Background: The international nongovernmental organization “AVSI Foundation” has been actively supporting Uganda's Ministry of Health (MoH) prevention of mother-to-child HIV transmission (PMTCT) program since 2002 in 4 districts of the conflict-ridden Acholi subregion in Northern Uganda.
Objective: This article presents data covering 10 years of MoH/AVSI PMTCT program activities in Northern Uganda.
Methods: The program followed Uganda MoH PMTCT guidelines and aimed to be comprehensive, emphasizing social and medical care and support.

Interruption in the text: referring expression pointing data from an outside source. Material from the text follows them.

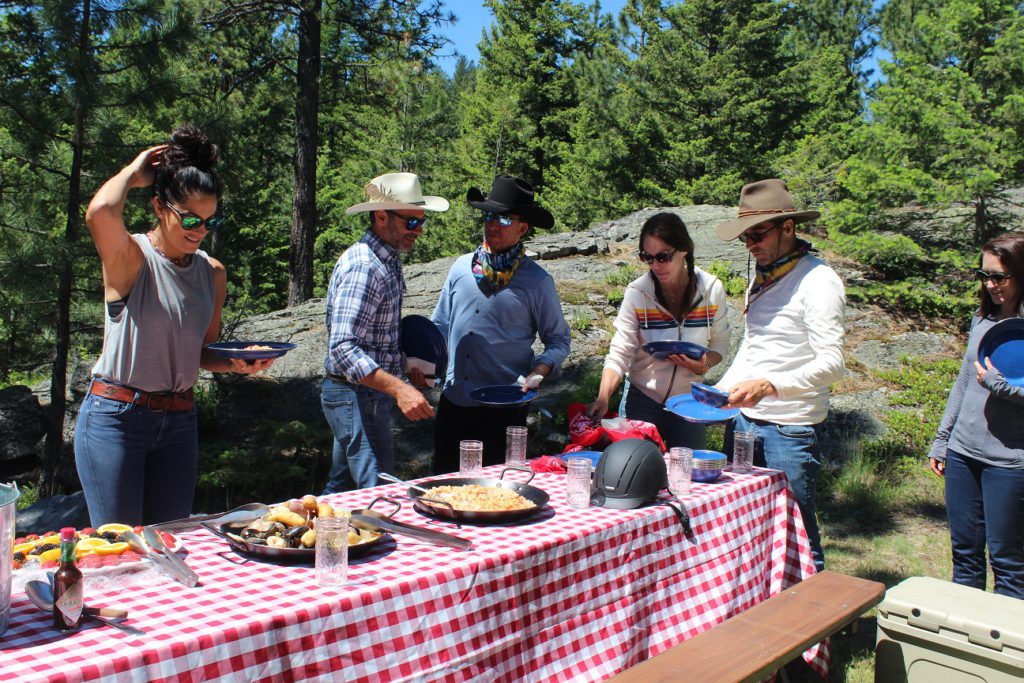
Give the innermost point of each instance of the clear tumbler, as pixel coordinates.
(332, 551)
(515, 445)
(578, 481)
(470, 458)
(680, 470)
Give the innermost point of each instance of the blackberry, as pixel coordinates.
(42, 548)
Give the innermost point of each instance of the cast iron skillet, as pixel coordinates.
(444, 511)
(229, 532)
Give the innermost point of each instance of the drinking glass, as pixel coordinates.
(680, 470)
(578, 481)
(332, 551)
(515, 445)
(470, 458)
(742, 452)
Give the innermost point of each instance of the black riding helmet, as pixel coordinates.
(629, 474)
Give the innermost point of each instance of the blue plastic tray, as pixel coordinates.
(688, 409)
(663, 350)
(1004, 345)
(593, 455)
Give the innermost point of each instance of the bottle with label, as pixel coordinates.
(68, 586)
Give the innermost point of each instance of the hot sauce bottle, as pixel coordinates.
(68, 586)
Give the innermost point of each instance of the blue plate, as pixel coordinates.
(503, 395)
(663, 350)
(1004, 345)
(241, 350)
(420, 338)
(593, 455)
(685, 407)
(709, 395)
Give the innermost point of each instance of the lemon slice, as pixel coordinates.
(88, 546)
(111, 549)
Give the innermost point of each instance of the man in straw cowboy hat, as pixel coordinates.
(793, 346)
(495, 303)
(364, 311)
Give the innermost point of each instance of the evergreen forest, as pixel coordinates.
(884, 115)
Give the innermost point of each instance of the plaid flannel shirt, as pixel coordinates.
(364, 310)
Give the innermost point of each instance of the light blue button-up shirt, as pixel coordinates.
(491, 336)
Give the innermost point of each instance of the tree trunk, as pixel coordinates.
(300, 286)
(66, 282)
(980, 221)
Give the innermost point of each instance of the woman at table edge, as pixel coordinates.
(673, 301)
(136, 437)
(979, 447)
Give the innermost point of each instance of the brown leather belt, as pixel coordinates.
(155, 401)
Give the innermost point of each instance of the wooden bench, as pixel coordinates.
(761, 640)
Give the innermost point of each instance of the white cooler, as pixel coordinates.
(932, 631)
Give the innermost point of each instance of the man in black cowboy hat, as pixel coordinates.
(495, 303)
(793, 346)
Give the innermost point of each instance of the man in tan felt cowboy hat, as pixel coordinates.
(364, 311)
(495, 303)
(793, 346)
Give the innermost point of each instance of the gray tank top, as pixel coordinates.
(155, 341)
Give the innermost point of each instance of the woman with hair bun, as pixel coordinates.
(979, 447)
(136, 439)
(673, 301)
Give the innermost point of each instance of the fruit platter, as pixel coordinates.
(96, 549)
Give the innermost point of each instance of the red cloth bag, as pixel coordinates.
(598, 434)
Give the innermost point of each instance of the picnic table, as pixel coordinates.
(566, 595)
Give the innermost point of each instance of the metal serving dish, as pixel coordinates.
(230, 530)
(443, 510)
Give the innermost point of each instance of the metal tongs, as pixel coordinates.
(375, 521)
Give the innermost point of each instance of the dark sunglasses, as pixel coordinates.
(193, 222)
(664, 257)
(985, 275)
(756, 238)
(411, 223)
(502, 220)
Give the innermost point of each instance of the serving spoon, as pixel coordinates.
(394, 479)
(42, 597)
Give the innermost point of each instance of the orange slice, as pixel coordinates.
(111, 549)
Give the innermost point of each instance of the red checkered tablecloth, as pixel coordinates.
(566, 595)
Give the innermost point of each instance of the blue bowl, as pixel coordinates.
(705, 475)
(709, 395)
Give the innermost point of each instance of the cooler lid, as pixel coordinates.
(983, 619)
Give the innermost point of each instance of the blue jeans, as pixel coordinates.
(793, 449)
(674, 430)
(136, 466)
(360, 421)
(985, 505)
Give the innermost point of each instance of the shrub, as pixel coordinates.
(735, 286)
(893, 255)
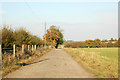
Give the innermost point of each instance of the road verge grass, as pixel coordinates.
(14, 64)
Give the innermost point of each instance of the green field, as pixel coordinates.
(103, 62)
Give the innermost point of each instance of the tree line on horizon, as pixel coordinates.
(9, 37)
(18, 37)
(97, 43)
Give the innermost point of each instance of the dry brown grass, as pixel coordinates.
(9, 63)
(101, 66)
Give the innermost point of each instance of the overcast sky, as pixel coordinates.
(79, 20)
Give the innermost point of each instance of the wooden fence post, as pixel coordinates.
(28, 47)
(23, 48)
(14, 50)
(0, 49)
(32, 47)
(35, 47)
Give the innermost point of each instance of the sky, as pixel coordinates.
(78, 20)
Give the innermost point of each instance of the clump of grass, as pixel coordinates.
(99, 61)
(9, 63)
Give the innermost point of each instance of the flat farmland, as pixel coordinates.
(103, 62)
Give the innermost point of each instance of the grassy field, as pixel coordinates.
(103, 62)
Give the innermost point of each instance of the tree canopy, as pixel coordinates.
(54, 36)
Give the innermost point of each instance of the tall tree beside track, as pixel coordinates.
(54, 36)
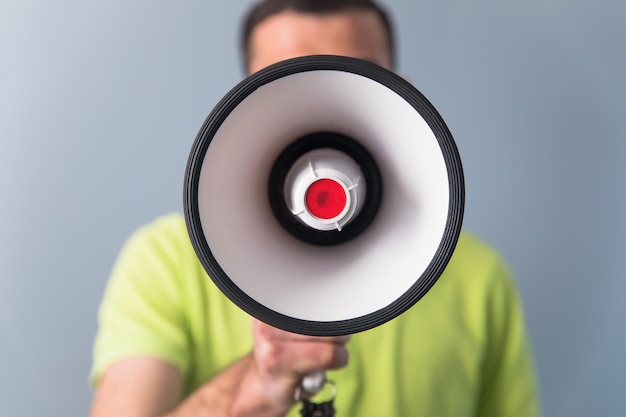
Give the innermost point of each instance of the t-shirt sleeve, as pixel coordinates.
(140, 313)
(509, 380)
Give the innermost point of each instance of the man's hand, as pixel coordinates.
(261, 384)
(282, 359)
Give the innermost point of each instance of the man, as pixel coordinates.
(171, 344)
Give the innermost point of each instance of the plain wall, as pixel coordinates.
(100, 102)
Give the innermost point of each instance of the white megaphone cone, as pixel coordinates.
(324, 195)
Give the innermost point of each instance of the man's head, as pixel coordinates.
(275, 30)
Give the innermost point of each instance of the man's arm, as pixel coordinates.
(260, 384)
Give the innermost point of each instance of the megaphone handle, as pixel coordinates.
(311, 384)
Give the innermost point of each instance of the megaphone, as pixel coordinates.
(324, 195)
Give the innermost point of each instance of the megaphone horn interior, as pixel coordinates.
(324, 195)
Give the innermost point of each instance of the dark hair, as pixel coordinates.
(266, 8)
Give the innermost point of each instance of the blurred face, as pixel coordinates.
(353, 33)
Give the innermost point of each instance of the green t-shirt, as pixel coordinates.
(461, 351)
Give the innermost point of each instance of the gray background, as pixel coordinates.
(100, 102)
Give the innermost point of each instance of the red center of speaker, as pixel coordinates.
(326, 198)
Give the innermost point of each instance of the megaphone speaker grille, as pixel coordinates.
(388, 194)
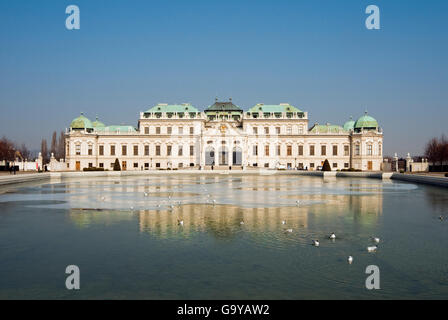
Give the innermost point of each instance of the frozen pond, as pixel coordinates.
(124, 235)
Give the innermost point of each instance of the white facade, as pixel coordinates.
(223, 140)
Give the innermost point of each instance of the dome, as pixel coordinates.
(366, 121)
(349, 125)
(81, 123)
(98, 124)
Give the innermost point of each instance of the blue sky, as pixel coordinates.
(316, 55)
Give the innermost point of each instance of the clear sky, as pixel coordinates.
(317, 55)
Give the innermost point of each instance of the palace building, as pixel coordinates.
(224, 137)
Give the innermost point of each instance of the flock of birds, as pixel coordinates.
(315, 243)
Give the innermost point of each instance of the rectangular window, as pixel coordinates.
(369, 150)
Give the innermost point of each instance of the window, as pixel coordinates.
(335, 150)
(323, 150)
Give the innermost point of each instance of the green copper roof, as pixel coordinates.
(223, 107)
(271, 108)
(349, 125)
(97, 123)
(161, 107)
(81, 123)
(366, 121)
(326, 128)
(115, 129)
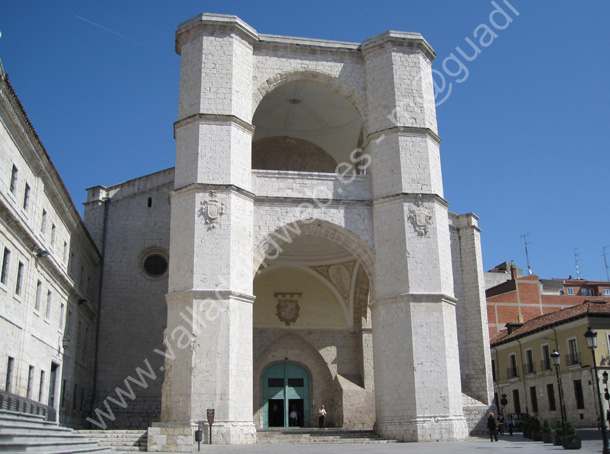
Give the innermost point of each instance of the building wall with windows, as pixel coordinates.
(48, 276)
(521, 298)
(524, 371)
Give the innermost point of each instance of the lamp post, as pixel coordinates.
(591, 337)
(556, 357)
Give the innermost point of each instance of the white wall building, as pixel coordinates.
(49, 275)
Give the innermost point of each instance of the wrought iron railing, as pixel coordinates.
(13, 402)
(572, 359)
(512, 372)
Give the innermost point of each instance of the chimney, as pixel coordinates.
(511, 327)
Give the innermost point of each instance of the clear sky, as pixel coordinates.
(524, 123)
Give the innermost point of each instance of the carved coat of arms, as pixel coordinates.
(420, 217)
(211, 210)
(287, 308)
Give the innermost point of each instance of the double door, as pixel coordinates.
(286, 396)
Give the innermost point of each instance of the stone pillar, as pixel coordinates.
(416, 362)
(473, 335)
(209, 326)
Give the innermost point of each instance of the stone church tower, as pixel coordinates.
(312, 257)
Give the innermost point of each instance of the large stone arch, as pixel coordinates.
(290, 347)
(326, 80)
(270, 246)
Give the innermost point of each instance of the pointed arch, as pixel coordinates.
(326, 80)
(271, 245)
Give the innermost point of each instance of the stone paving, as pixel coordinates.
(591, 444)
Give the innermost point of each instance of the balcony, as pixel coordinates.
(512, 372)
(572, 359)
(529, 368)
(545, 364)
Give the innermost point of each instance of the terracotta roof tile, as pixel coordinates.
(589, 307)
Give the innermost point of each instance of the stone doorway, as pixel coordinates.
(286, 390)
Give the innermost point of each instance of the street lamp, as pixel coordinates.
(556, 357)
(591, 337)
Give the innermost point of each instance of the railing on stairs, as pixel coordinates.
(13, 402)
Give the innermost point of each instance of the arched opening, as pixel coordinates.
(304, 126)
(286, 396)
(311, 307)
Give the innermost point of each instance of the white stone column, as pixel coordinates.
(416, 361)
(210, 296)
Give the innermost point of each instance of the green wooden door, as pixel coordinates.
(285, 390)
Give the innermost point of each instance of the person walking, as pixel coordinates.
(322, 416)
(491, 426)
(510, 421)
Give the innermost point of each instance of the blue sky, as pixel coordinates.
(524, 134)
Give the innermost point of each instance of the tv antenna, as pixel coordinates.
(606, 262)
(527, 256)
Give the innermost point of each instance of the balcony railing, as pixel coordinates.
(572, 359)
(529, 368)
(13, 402)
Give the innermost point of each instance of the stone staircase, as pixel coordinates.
(293, 436)
(118, 440)
(32, 433)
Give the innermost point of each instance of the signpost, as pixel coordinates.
(210, 421)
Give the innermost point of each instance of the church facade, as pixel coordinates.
(301, 252)
(306, 254)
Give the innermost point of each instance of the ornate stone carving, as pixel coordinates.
(420, 217)
(340, 275)
(211, 210)
(288, 308)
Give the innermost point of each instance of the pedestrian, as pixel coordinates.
(322, 414)
(511, 423)
(491, 426)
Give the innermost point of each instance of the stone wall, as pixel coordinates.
(48, 290)
(133, 311)
(288, 153)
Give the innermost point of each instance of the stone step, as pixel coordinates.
(293, 436)
(119, 440)
(63, 446)
(31, 433)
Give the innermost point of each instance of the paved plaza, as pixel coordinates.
(591, 443)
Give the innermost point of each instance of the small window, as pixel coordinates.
(14, 176)
(580, 399)
(275, 382)
(19, 283)
(529, 361)
(26, 197)
(41, 387)
(534, 399)
(6, 259)
(43, 221)
(550, 392)
(155, 265)
(296, 382)
(8, 386)
(49, 300)
(30, 382)
(38, 295)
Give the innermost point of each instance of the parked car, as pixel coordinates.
(521, 419)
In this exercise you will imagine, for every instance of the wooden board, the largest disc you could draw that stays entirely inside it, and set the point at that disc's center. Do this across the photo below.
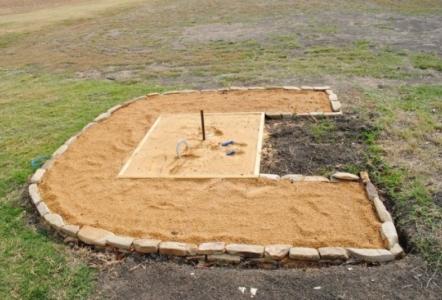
(156, 156)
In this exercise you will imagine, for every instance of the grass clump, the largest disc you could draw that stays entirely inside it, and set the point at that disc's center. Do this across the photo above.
(32, 266)
(402, 156)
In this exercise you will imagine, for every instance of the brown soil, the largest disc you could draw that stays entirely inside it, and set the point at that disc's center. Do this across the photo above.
(83, 188)
(315, 147)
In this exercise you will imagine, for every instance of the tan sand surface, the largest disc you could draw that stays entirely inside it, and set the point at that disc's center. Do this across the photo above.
(84, 189)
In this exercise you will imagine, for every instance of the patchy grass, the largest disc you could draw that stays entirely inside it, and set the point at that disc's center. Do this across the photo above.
(42, 102)
(427, 61)
(38, 113)
(406, 159)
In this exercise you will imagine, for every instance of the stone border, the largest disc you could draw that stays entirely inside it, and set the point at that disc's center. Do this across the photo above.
(218, 252)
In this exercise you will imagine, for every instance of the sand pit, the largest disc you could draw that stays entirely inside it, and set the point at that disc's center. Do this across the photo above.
(174, 147)
(84, 189)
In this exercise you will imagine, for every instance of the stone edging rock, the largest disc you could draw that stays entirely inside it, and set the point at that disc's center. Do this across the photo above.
(218, 252)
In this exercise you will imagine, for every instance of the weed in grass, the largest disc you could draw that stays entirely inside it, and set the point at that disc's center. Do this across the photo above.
(32, 265)
(427, 61)
(405, 164)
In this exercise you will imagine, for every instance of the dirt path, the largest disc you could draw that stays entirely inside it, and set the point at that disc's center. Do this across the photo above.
(141, 46)
(138, 278)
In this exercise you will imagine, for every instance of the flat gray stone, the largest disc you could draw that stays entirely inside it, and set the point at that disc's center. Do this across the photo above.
(38, 175)
(372, 192)
(71, 230)
(389, 234)
(120, 242)
(270, 176)
(252, 251)
(56, 221)
(293, 177)
(336, 105)
(102, 117)
(129, 102)
(94, 236)
(321, 88)
(301, 253)
(146, 245)
(276, 116)
(371, 255)
(334, 180)
(291, 88)
(333, 97)
(196, 258)
(345, 176)
(316, 178)
(381, 211)
(235, 259)
(178, 249)
(88, 126)
(43, 209)
(70, 141)
(277, 252)
(114, 108)
(333, 253)
(212, 248)
(397, 251)
(62, 149)
(33, 193)
(48, 164)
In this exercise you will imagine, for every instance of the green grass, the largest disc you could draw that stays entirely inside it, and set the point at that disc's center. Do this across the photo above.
(427, 61)
(38, 112)
(33, 265)
(42, 105)
(410, 189)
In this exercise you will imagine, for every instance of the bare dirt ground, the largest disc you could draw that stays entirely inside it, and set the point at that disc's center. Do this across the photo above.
(105, 49)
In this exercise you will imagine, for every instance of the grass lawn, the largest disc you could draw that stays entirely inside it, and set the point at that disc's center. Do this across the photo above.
(55, 77)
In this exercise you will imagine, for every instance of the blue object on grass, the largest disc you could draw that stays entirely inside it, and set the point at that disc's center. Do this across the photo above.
(231, 142)
(39, 161)
(231, 152)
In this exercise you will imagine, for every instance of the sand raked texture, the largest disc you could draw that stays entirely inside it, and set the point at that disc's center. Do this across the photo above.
(156, 156)
(84, 189)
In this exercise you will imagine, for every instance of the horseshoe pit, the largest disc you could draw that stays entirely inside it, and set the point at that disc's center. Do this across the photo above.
(272, 219)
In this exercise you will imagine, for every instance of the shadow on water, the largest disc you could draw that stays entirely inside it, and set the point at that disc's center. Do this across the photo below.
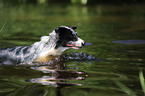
(54, 73)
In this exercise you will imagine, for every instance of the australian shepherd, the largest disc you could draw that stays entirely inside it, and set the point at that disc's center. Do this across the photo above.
(61, 39)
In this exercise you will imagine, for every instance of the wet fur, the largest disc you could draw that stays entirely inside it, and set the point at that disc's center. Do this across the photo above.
(54, 44)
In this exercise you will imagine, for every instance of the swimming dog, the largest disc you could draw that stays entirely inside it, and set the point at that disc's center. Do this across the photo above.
(61, 39)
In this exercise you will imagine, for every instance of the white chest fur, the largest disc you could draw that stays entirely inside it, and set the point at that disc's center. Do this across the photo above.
(53, 52)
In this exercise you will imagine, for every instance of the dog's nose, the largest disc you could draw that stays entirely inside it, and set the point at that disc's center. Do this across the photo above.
(83, 43)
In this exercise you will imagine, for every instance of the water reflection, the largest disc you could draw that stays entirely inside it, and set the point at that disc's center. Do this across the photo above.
(58, 78)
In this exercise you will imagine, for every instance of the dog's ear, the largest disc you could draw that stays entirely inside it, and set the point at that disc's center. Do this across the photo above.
(59, 30)
(44, 38)
(73, 27)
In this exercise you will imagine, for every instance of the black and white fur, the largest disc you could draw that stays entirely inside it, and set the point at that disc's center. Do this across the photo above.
(61, 39)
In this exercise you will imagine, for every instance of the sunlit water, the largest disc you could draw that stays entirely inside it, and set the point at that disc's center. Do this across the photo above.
(115, 52)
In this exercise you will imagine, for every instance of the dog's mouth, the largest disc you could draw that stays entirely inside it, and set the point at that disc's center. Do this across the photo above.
(73, 46)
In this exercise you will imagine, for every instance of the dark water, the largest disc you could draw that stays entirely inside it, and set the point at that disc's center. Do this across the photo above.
(92, 71)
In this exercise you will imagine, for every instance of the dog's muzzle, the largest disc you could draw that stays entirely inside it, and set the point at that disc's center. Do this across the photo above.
(76, 44)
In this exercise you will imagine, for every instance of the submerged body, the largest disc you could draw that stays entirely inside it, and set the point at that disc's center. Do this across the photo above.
(61, 39)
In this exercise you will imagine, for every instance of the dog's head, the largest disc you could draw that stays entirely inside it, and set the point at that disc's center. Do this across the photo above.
(67, 37)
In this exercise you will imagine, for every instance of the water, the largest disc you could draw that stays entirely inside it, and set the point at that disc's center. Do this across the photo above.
(92, 71)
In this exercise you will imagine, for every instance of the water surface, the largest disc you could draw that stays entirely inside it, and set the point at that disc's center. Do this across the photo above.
(91, 71)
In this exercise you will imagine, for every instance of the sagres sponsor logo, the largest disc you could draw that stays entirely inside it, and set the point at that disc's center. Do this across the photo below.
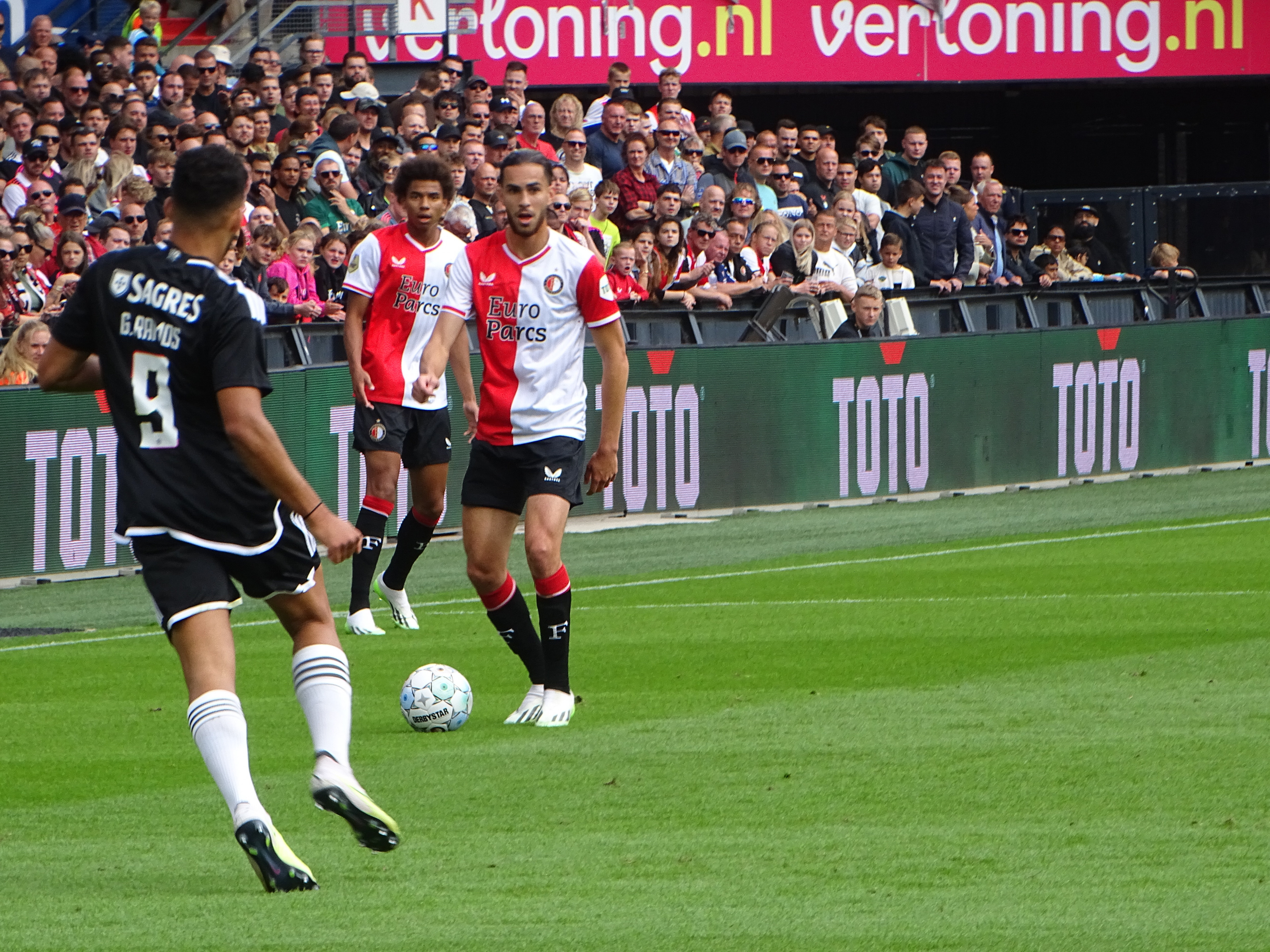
(905, 418)
(676, 447)
(1099, 414)
(120, 282)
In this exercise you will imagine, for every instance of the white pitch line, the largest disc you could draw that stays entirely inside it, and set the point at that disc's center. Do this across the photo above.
(995, 546)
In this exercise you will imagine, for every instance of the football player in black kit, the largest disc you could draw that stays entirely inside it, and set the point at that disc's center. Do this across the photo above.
(207, 493)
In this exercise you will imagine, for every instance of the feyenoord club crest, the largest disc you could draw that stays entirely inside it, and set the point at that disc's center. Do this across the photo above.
(120, 282)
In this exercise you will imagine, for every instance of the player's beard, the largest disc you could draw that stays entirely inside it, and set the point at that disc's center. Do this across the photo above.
(514, 222)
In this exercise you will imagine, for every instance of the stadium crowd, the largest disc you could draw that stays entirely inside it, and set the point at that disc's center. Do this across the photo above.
(683, 209)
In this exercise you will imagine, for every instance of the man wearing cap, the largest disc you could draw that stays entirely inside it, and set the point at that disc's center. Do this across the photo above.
(35, 164)
(497, 148)
(332, 210)
(503, 115)
(447, 141)
(534, 122)
(666, 166)
(605, 145)
(728, 168)
(477, 91)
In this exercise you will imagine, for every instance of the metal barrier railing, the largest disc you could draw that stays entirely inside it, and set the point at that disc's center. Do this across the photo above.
(971, 311)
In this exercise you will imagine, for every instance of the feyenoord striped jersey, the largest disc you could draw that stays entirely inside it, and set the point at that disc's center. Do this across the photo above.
(531, 318)
(405, 284)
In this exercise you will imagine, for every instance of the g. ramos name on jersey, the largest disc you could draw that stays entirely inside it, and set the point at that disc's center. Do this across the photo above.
(138, 289)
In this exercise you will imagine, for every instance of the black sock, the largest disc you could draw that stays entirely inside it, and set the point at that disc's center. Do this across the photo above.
(413, 537)
(514, 624)
(554, 625)
(371, 524)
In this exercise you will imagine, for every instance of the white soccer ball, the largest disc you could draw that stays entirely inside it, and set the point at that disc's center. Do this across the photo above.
(436, 698)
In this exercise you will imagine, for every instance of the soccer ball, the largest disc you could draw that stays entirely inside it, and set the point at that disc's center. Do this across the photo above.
(436, 698)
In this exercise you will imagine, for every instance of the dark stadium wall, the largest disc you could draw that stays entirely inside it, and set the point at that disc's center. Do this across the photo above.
(750, 426)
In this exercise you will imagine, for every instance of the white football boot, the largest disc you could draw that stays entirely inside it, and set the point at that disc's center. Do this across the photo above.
(362, 622)
(557, 709)
(530, 709)
(399, 602)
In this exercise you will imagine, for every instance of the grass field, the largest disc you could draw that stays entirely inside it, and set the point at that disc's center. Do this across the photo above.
(1004, 723)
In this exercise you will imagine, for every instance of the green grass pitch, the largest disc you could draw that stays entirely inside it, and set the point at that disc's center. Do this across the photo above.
(938, 739)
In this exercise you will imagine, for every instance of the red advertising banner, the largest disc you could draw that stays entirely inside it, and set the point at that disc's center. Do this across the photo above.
(840, 41)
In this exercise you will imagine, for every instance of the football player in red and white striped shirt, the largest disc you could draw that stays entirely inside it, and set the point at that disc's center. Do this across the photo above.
(394, 290)
(534, 294)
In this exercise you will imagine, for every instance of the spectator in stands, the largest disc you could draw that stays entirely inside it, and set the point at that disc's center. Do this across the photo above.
(1103, 259)
(605, 145)
(907, 164)
(944, 233)
(332, 210)
(833, 273)
(625, 286)
(891, 275)
(1019, 268)
(638, 191)
(865, 320)
(794, 262)
(666, 166)
(21, 356)
(742, 207)
(790, 204)
(566, 117)
(606, 204)
(910, 200)
(582, 175)
(990, 226)
(1165, 258)
(820, 186)
(532, 126)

Data were collected from 24 health facilities from January 2002 to December 2011. Trend analyses were carried out using Predictive Analytics SoftWare (PASW) Statistics 18.
Results: Of the 140,658 women who newly attended antenatal care services from 2002 to 2011, 94.4% received HIV testing and counseling and 6.2% tested HIV-positive. HIV testing and counseling of male partners of tested pregnant women steadily increased from 5.9% in 2002 to 75.8% in 2011, compared with 15.5% in 2011 nationally. Overall, 79.0% of HIV-positive women were started on antiretroviral prophylaxis (69.4%) or triple antiretroviral therapy (9.6%), compared with 52% nationally in 2011. The proportion of HIV-positive women who delivered in health facilities significantly increased from 55.8% in 2004 to 81.1% in 2011 (no national data available). HIV prevalence among HIV-exposed infants tested at or below 18 months of age significantly decreased from 10.3% in 2004 to 5.0% in 2011.
Conclusions: Our results show how a comprehensive PMTCT program emphasizing social and community engagement alongside medical care and support can succeed in a remote setting with multiple challenges.